By guest blogger Joann Wasik from TheGateway.org
"I’m not good at math."
"I hate math."
"When in life will I ever use this stuff?"
Sound familiar? Teachers in other subjects sometimes hear the same litany from students, but none so frequently as the much-maligned math teacher. The National Council of Teachers of Mathematics once mused that "One of the curious aspects of our society is that it is socially acceptable to take pride in not being good in mathematics." While I don’t think that most students take pride in being less than proficient in math, the NCTM statement still rings true for many adults that I know. Could it be time for a cultural shift in attitude?
It's particularly difficult for students to see the relevance of math beyond the classroom. While many students may never need to know how to calculate slope problems later in life, they’ve still learned valuable problem-solving skills. The opportunity to use math on a daily basis, too, is all around us. We need to be able to calculate sales tax, discern surface area in order to paint a room or carpet a floor, and figure percentages for service tips. For many students, math, when not taught in a real-world context, loses all meaning and becomes a jumble of random rules and skills.
Thankfully, teachers and math sites are increasingly incorporating real-life scenarios into math problems so that the math concepts become a little less abstract to students. Actress Danica McKellar, best known for her roles on The Wonder Years and The Office, has written several books aimed at girls such as Kiss My Math and Math Doesn't Suck that include examples of when certain types of math problems would apply in daily life. Generally speaking, children also do not begin to think abstractly until adolescence (ages 12-18), and find it easier to learn math concepts in more concrete terms rooted in everyday life. Teaching math using real-world contexts, then, may well result in more light bulbs igniting over student heads.

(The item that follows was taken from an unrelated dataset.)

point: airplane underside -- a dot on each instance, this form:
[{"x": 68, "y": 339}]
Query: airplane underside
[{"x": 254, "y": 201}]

This week I’m featuring three real world math resources for a variety of grade levels. Be sure to check out Peggy's companion column (linked below), where she discusses how to incorporate real world math lessons into your class in greater detail.
Subjects: Economics, Math (Measurement)
How much do a school teacher & LeBron James make in a year? In this lesson students explore how much people earn each year, each day, every hour, and minute. For example, how long would a teacher have to work to earn to earn what LeBron James does in a year, and is there a difference between how much someone makes and how much they're worth? I love how this lesson presents terrific visuals to illustrate monetary comparisons, and that the lesson also compares what Tiger Woods, Snooki, the President of the United States, and a firefighter typically make in a year. This lesson is a product of Mathalicious, which designs math lessons for grades 4 and up that focus on real-world topics that students care about, from sports to technology to health & wellness. While most lessons require a fee to access, there are some free lessons (like this one) on the site.
Money Makes the World Go Around: Exchange Rates
Subjects: Math, Geography
Money comes in many forms around the world. Crisscrossing across the Google Earth globe, students connect the monetary units to the related country in a series of exchange rate problems. Each challenge is presented as a word problem which includes a unit rate. I like that this lesson can be customized so that students can select countries that are of interest to them. This lesson would also be a terrific addition to a social studies geography unit, and includes extension activities if the teacher or students have access to foreign currency. This lesson was produced by Real World Math, a blog created by Thomas J. Petra for teachers who want to extend the concepts of the math curriculum beyond textbooks. In addition to lesson plans, Real World Math also offers a forum for educators to collaborate, respond to, and submit lesson ideas.
Subjects: Math (Functions)
Scientists estimate that on Halloween 2011 the global population reached 7 billion. This lesson explores how many people the Earth is adding and losing each minute, and determines the [exponential] growth rate. Students will also predict what the world population will be in the future, and what life will be like with more and more people. As with the previous lesson listed, this resource would make a terrific addition to a geography or social studies unit. This lesson is a product of Mathalicious, which designs math lessons for grades 4 and up that focus on real-world topics that students care about, from sports to technology to health & wellness. While most lessons require a fee to access, there are some free lessons (like this one) on the site.